'This is greed'Proposed power-rate hike rankles residents
Northern News Services
Friday, July 14, 2017
Yellowknifers are railing against the prospect of being saddled with yet another power-bill hike.
Gord Van Tighem talks to Leslie Caines after she addressed a public hearing on proposed power-rate increases at the Explorer Hotel on Monday. - Cody Punter/NNSL photos
The Northwest Territories Power Corporation is currently seeking to increase power rates by 12.8 per cent over the next three years, retroactive to 2016. The Public Utilities Board has already approved interim increases of 4.8 per cent and four per cent in August and April respectively.
If the current application is approved, rates will have gone up by 41.2 per cent between 2012 and 2018.
"This is greed, complete greed," said resident Jennifer Pagonis during a four-day public hearing which wrapped up yesterday.
"I'm not sure who's getting their pockets lined but it's not me."
As of press time, a petition on the legislative assembly's website denouncing the hike had 429 signatures.
For the past week, the power corp. has been pleading its case to the Public Utilities Board, the independent body that will have the last say on whether or not the rates will be approved.
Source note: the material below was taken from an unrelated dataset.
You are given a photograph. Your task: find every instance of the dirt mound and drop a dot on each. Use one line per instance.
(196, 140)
It is requesting more money to cover revenue shortfalls as a result of a decline in consumption, rising wages, inflation and the cost of replacing aging infrastructure.
"The generators and the plants are ancient," said Gord Van Tighem, chairperson of the Public Utilities Board.
Over the course of the week, the power corp. faced a tough line of questioning by groups from across the territory, including the City of Yellowknife, Town of Hay River, the NWT's thermal communities and the Northwest Territories Federation of Labour (NTFL).
During a break in the proceedings, NTFL president Lorraine Hewlett said the power corp.'s constant request for more money reflects a lack of vision and strategic planning.
"We're in this continual pattern of paying higher rates," she said, pointing out that mines in the territory have begun investing in renewable energy with positive results.
"Our government has to realize that we cannot stay with this unsustainable product."
While the public was welcome to make to make presentations to the Public Utilities Board, just three people showed up on the first two days of hearings.
Following a rallying cry by Pagonis on Facebook's "Yellowknife's cost of living is out of control" page, 17 people descended on the Explorer Hotel to plead their case on Wednesday.
"People can't be here because they're at work so they can pay their power bills," said a frustrated Pagonis on Tuesday, adding she felt the meetings were poorly advertised.
A common complaint from residents that are trying to keep their power bills from skyrocketing is that when they reduce their consumption, their rate per kilowatt hour goes up, thereby minimizing potential savings.
Katherine Harris, a mother who attended one of the hearings this week, said her monthly power bill for her 2,100 sq. foot home hasn't been below $300 for the past few years.
Despite purchasing energy efficient appliances, installing a wood pellet stove to reduce dependence on grid power and limiting how often the family plugs in their car during the winter, her bills have continued to rise.
"We've done a ton of upgrades but we've seen nothing," she said.
Leslie Caines, the lone person to address the board on Monday, said it is not just power rates but the additional charges and riders - which make up a third of her bill - that are affecting her family's finances.
"When they increase their rates all our other fees go up," she said.
Pam Coulter, director of communications for power corp., declined to comment until the hearings were wrapped up in order to avoid influencing the board's decision.
Several people who showed up at the meetings pointed out the continual rate increases have contributed to an exodus of residents who say they can no longer afford to live in the NWT.
Pagonis said for people like her, who were born and raised in the NWT, moving is not an option.
"This is my home, I have nowhere else to go," she said.
The board is expected to make its ruling on the proposed rate increase by fall.